ですが後日、元夫は「改名が認められたよ!みかたのおかげ!ありがとう!」と大興奮で帰ってきました。
「なんで私のおかげなの?」と不思議に思いましたが、
「明確に『家族に反対されている』と言ったらさすがにダメだったと思う。だからみかたのおかげ」だと。
おそらく「賛成はしていない」=「反対もしていない」と元夫の中で合理化し、裁判官にもそう伝えたのだと思います。どうしても改名したいのですから、最大限自分にとって不利にならないような表現にしたのでしょう。元夫の行った裁判所は、家族の同意については口頭だけで良かったようです。

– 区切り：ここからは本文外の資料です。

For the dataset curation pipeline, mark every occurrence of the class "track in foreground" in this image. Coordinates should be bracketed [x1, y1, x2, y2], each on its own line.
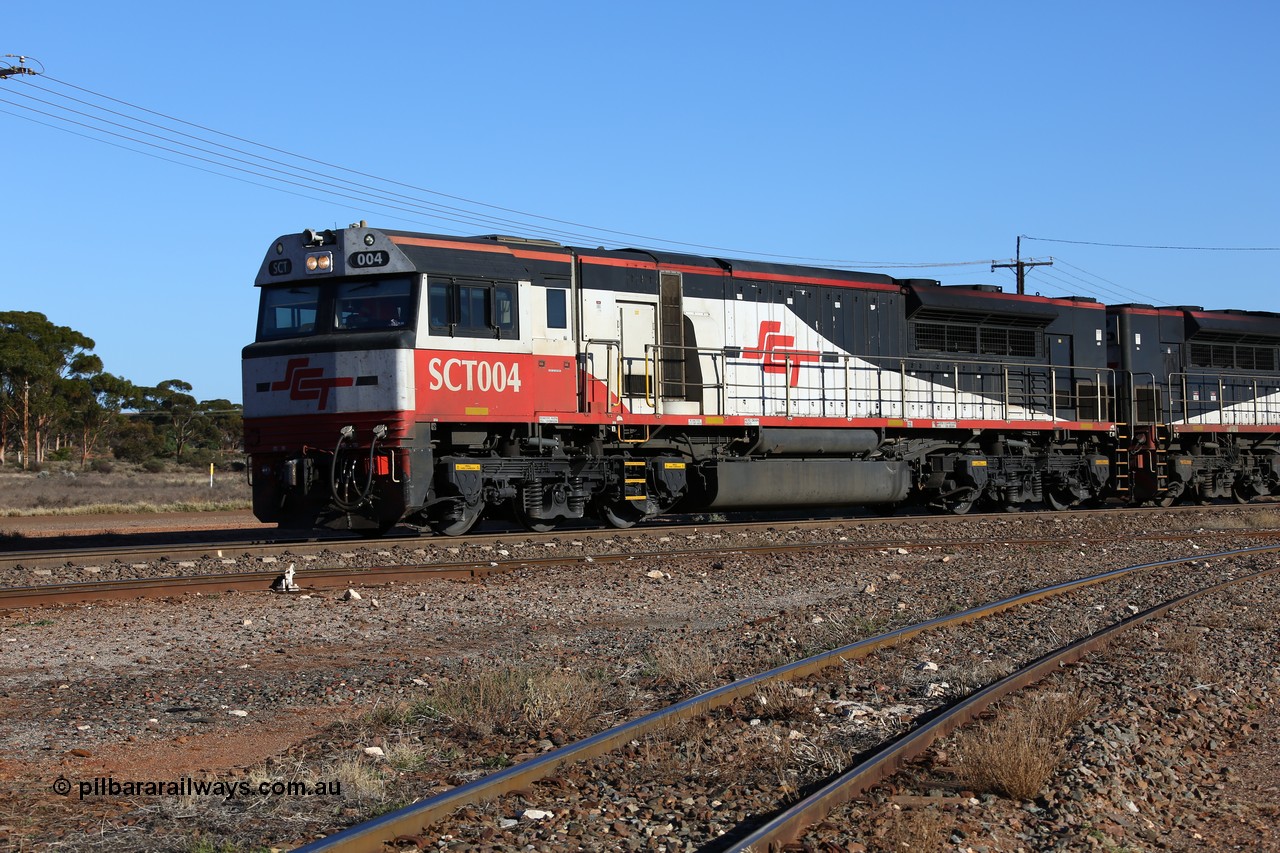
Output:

とてもとても複雑でした。夫が改名できたと大興奮で喜んでいる。さらに私のおかげだとも言っている。でも私は心の底から喜ぶことはできません。一緒に喜びを分かち合えない寂しさを感じました。
同じ立場の奥さんたちに聞いた話では、
「我が家の場合は夫が何年も時間をかけてくれたから、もう見た目の女性化がかなり進んでいて、むしろ名前を変えないと本人も生活しづらいだろうと私も感じて『妻も同意しています』と一筆書いたよ。年月をかけて誰が見ても女性にしか見えなくなると、もうしょうがないと認めるしかなくなる」
と話してくれた方もいましたし、
「うちの場合も私の気持ちを待つことなく勝手に進められてしまう。だけど反対はできないから何でも『我慢する』と答えている。でもいつ自分の思いが爆発するかが怖い」
と言っている方もいました。
夫がトランス女性となってしまっても一緒に歩んでいかれている奥さんたちは、こういったことをいくつも経験しながら、心の底から喜べないことだらけだった時期を乗り越えて、強い絆をつくっていかれたのだと思います。
最後まで読んでいただき、ありがとうございました。